Il Levante by Mircea Cărtărescu

Il Levante by Mircea Cărtărescu

autore:Mircea Cărtărescu [Cărtărescu, Mircea]
La lingua: ita
Format: epub
editore: Voland
pubblicato: 2019-07-15T22:00:00+00:00


CANTO IX

Ottima spuma, o meglio: bragă! Sesamo! Şerbet! Assaggia del rahat al pistacchio! Una baclava da cui gocciola il miele! Zucchero candito e fichi secchi, una bella manciata per un soldo! Ehi, effendi, ti piacerebbe una verginella dalle chiappe sode, o preferisci un’odalisca? O ti occorre una tartana con le vele spiegate che trasporti la tua legna oltre la reggia delle acque, dove il delfino è pascià e cadì sono gli storioni? Dài un banchetto? Mi prendo il tamburello e suono per te tutta la notte: pa, vu, ga, di.

Giurgiu, porto fluviale! Tu, fungaia che prosperi nello stallatico, dove il putridume e il pantano splendono come l’oro, dove i colli delle moschee si allungano verso i corni della luna avvolgendosi a spirale attorno ai campanili delle chiese, dove i turchi brunicci fanno affari con i moldavi biondi, scambiando belletti e costose vesti con montoni dallo spesso vello. Tu sei da qualche parte in me, dolce e annebbiata fortezza turca, forse ti ho vista con gli occhi del cognome che mia mamma portava da ragazza: si chiamava Badislav... Turchi, bulgari, tatari riversano in me virtù e vizio. Alle prime ore del giorno, i pastori dell’Oltenia trasportano su bastoni ricurvi latte cagliato e panetti di burro, mentre gli armeni di Trebisonda hanno portato al mercato pentole di rame martellato. Delicate uova di pesce sono esposte sui banchi dentro oleosi barattoli. Le campane di chiese ortodosse suonano a distesa, i cordoni delle borse si aprono e si chiudono nella botteguccia del cambista, dove rubli, lei, zecchini e scudi d’oro si versano sulle quietanze nei piatti della bilancia.

La tripla banda con la quale vi ho annoiato nel canto precedente, gli strambi palicari, i ladri disonesti di Iogurta e gli zingari di Zotalis si accalcavano nelle viuzze, passavano a fatica, poiché avevano larghe spalle, fra le pareti fatte di assi tinteggiate in azzurro e rosa.

...Nuvole spiralate simili a zucchero filato si avviticchiano nel cielo incontaminato...

A un certo punto, tra le nuvole, un pallone aerostatico diffuse fruscii di seta e ombre scure sopra croci e mezzelune, tanto che gli abitanti del borgo cominciarono a urlare esterrefatti.

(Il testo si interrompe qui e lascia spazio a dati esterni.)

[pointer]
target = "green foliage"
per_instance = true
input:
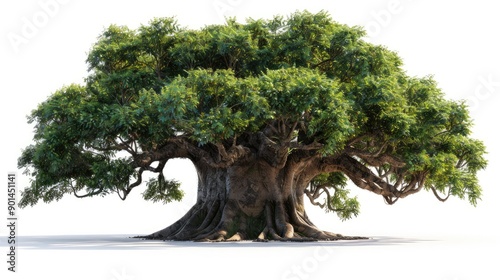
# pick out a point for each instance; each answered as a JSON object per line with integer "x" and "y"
{"x": 222, "y": 83}
{"x": 339, "y": 201}
{"x": 163, "y": 190}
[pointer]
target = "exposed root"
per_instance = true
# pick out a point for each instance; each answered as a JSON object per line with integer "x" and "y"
{"x": 217, "y": 221}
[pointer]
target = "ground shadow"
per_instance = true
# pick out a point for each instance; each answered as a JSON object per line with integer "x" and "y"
{"x": 125, "y": 242}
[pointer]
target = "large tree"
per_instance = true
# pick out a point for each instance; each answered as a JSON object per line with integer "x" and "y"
{"x": 272, "y": 113}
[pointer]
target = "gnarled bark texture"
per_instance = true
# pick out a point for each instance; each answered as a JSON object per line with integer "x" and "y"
{"x": 254, "y": 190}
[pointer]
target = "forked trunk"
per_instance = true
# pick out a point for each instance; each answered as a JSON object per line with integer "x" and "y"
{"x": 247, "y": 202}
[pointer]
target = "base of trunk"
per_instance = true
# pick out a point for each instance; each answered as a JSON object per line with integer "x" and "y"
{"x": 218, "y": 221}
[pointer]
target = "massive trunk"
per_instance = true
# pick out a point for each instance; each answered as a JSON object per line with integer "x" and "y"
{"x": 252, "y": 201}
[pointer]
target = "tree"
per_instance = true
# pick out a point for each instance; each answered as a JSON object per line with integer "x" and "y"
{"x": 270, "y": 112}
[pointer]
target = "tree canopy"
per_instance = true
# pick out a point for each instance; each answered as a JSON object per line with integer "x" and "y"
{"x": 302, "y": 88}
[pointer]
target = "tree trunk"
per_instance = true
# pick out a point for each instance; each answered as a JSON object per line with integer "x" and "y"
{"x": 254, "y": 201}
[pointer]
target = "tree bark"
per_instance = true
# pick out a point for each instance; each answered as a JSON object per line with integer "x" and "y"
{"x": 251, "y": 201}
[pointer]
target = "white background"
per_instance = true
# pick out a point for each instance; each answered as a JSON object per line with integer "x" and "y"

Manoil vide attraverso il cannocchiale l’intero borgo pieno di labbra rosse con denti marci e di occhi sbarrati con i bulbi fuori dalle orbite, di gente che voleva capire per quale marchingegno l’enorme pallone rimanesse sospeso in aria, eclissando il sole, così come un’elegante signora è capace di fissare una clip al lobo del proprio orecchio. Il pesce resta sui banchi incustodito, al muezzin della moschea si è bloccata la sura in gola, infatti tutti indistintamente scappano, perdendosi i calzari, per andare a vedere come le divinità di una stranissima, sorprendente genìa ripiegano la mongolfiera fra le loro lunghe dita... Languedoc tagliava col pugnale, dentro la navicella, un’anguria e ne addentava la polpa succulenta, mentre la scimmietta Hercule biascicava un tubercolo. Zoe e Zenaida facevano giochi di pazienza sul fondo della cesta di vinco. Quelle che un tempo erano state vesti vaporose pendevano ora lacere, così come il nostro corpo rimane logoro alla fine della vita.